Heute genügt ein Mausklick, um alles zu bekommen, was da kreucht und fleucht, selbst seltene hochgiftige Schlangen - oder Schildkröten mit einem etwas wilderen Naturell: Auf einem Karlsfelder Kinderspielplatz hatte ein Mitarbeiter des Tierheims schwer damit zu kämpfen, einer sehr kampfeslustigen Schildkröte Herr zu werden. "Als mich der Mitarbeiter angerufen hat, habe ich ihn erst mal ausgelacht", sagt Silvia Gruber. Aber das Lachen verging ihr, als sie mit eigenen Augen sah, wie das kleine Reptil sich im Fangnetz des Autos verbissen hatte: eine waschechte Schnappschildkröte. Diese Spezies gelangte vor drei Jahren durch "Schnappi" zu zweifelhafter Berühmtheit. Das entflohene Reptil terrorisierte damals das badende Publikum im Eichsee (Landkreis Garmisch-Partenkirchen). Auch das Exemplar aus Karlsfeld erwies war bissig. "Wir haben ihm die Wasserschale immer nur mit einem Müllgreifer in den Käfig gesetzt", sagt Silvia Gruber. Näher traute sich keiner ran. Später kam das Tier in eine Reptilienauffangstation. Für die wachsende Zahl an Tieren mit Migrationshintergrund in Dachau ist auch der Tourismus verantwortlich.

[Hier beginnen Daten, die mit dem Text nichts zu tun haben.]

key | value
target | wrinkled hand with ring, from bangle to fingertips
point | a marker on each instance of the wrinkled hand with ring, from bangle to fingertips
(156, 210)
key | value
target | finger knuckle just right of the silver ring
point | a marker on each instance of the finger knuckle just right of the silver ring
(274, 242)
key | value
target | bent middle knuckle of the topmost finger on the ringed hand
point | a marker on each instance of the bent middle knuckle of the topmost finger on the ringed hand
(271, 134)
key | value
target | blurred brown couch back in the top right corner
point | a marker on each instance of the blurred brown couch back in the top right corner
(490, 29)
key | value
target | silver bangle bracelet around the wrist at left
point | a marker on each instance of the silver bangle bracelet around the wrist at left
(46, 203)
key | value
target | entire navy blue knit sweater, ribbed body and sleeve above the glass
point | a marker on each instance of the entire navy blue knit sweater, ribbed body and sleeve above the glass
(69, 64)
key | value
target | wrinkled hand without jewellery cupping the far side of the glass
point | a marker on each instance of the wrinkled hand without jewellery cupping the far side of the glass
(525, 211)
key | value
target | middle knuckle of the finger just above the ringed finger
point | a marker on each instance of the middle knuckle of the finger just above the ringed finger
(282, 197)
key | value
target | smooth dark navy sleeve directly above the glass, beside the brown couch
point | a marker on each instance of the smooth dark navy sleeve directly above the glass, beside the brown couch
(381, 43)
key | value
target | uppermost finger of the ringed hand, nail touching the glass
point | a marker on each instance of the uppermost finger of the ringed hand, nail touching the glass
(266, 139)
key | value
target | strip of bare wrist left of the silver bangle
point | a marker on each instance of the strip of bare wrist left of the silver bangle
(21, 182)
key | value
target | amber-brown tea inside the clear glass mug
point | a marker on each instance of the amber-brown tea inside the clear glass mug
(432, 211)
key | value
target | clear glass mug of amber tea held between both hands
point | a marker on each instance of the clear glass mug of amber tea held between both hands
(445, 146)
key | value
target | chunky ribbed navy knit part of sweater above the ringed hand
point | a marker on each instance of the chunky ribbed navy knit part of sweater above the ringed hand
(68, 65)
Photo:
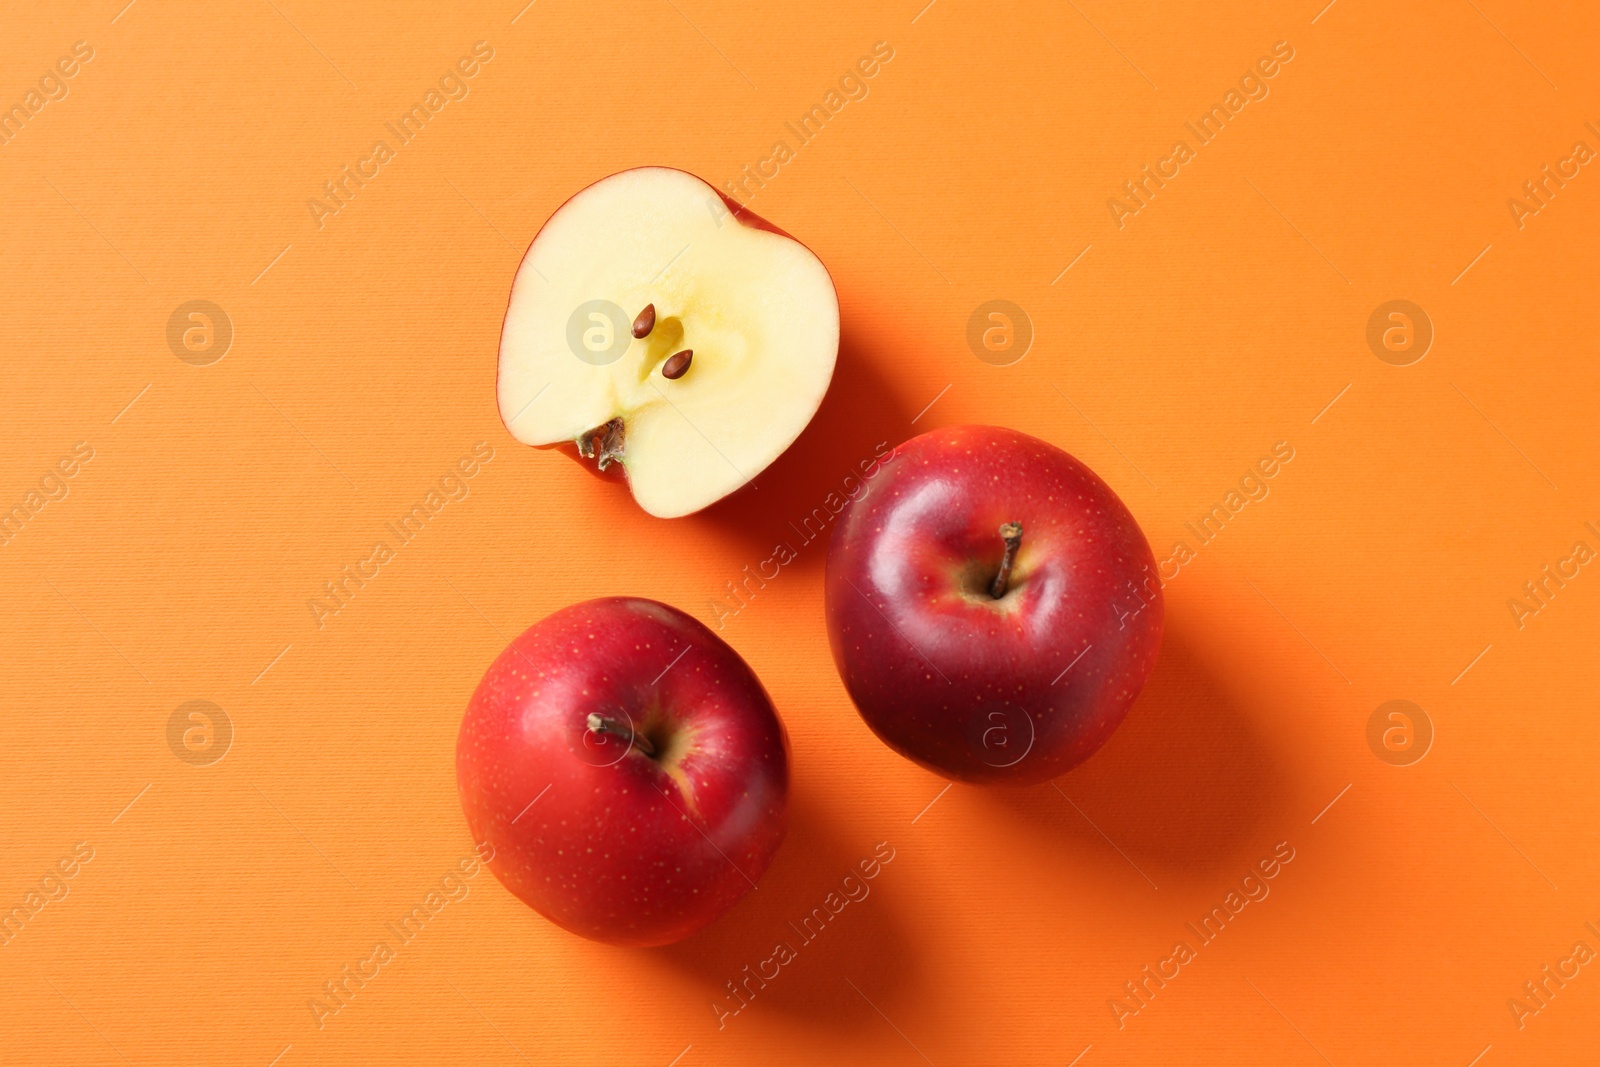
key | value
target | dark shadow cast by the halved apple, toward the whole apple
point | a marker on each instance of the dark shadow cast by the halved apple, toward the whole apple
(858, 415)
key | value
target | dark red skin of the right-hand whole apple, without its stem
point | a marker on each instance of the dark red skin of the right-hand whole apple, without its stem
(969, 687)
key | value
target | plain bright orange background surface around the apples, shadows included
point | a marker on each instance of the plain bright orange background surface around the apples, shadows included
(1175, 353)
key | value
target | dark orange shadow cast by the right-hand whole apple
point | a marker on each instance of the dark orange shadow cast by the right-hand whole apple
(1186, 788)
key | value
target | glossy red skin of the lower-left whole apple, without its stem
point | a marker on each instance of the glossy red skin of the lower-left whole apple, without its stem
(618, 845)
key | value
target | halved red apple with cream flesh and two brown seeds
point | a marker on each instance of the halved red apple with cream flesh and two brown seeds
(665, 329)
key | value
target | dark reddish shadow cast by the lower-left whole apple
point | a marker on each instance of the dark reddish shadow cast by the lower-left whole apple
(865, 940)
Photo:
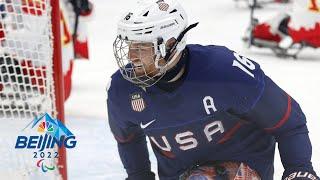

Wenn Leute nach einer Fernreise um halb zwei Uhr in der Nacht aufgeregt anrufen, weil sie beim Auspacken des Koffers zwischen den Hemden einen Königsskorpion oder eine Tarantel gefunden haben - "das ist keine Seltenheit" - , sind die Dachauer Tierschützer zur Stelle. Sie retten, helfen, bergen.

Völlig neu ist das Phänomen mit den Exoten im Landkreis nicht. Ilsa Oberbauer, Leiterin des Karlsfelder Heimatmuseums, erinnert sich an einen spektakulären Fall, den heute viele als moderne Legende abtun: "Das war im Jahre 1967", berichtet Oberbauer. "Der Dachauer Klaus Hager hatte sich in München ein Krokodil gekauft und es auf dem Rücksitz seines Autos mit an den Karlsfelder See genommen. Als er ausgestiegen ist um seine Badehose anzuziehen, hat das Krokodil die Flucht ergriffen, ist in den See ausgebüxt und untergegangen. Emil wurde seitdem nie mehr gesehen." Vermutlich ist er ertrunken.

"Ein Krokodil hatten wir bislang noch nicht", sagt Silvia Gruber. Aber zwei Löwen seien dem Dachauer Tierheim einmal angeboten worden: Bei einer Kontrolle eines Wanderzirkusses hatten die Behörden festgestellt, dass die Großkatzen nicht artgerecht gehalten werden. "Die Rechtslage ist nun mal so, dass die Tiere nur beschlagnahmt werden dürfen, wenn vorher für eine Unterbringungsmöglichkeit gesorgt wird." Für das Dachauer Tierheim waren die Löwen ein paar Nummern zu groß.

Jüngster Zugang im Heim ist ein Sonnensittich. Zwei Wochen lang turnte er durch Karlsfelder Obstbäume, bevor der bunte Papageienvogel eingefangen werden konnte. Sein Besitzer hat sich beim Tierheim noch nicht gemeldet. "Viel zu oft denken die Leute, dass ihr Vogel nicht gefunden wird", sagte Silvia Gruber. In vielen Fällen sei es genau andersherum: Der Besitzer ist nicht ausfindig zu machen. Das Tierheim, es ist auch ein Waisenhaus.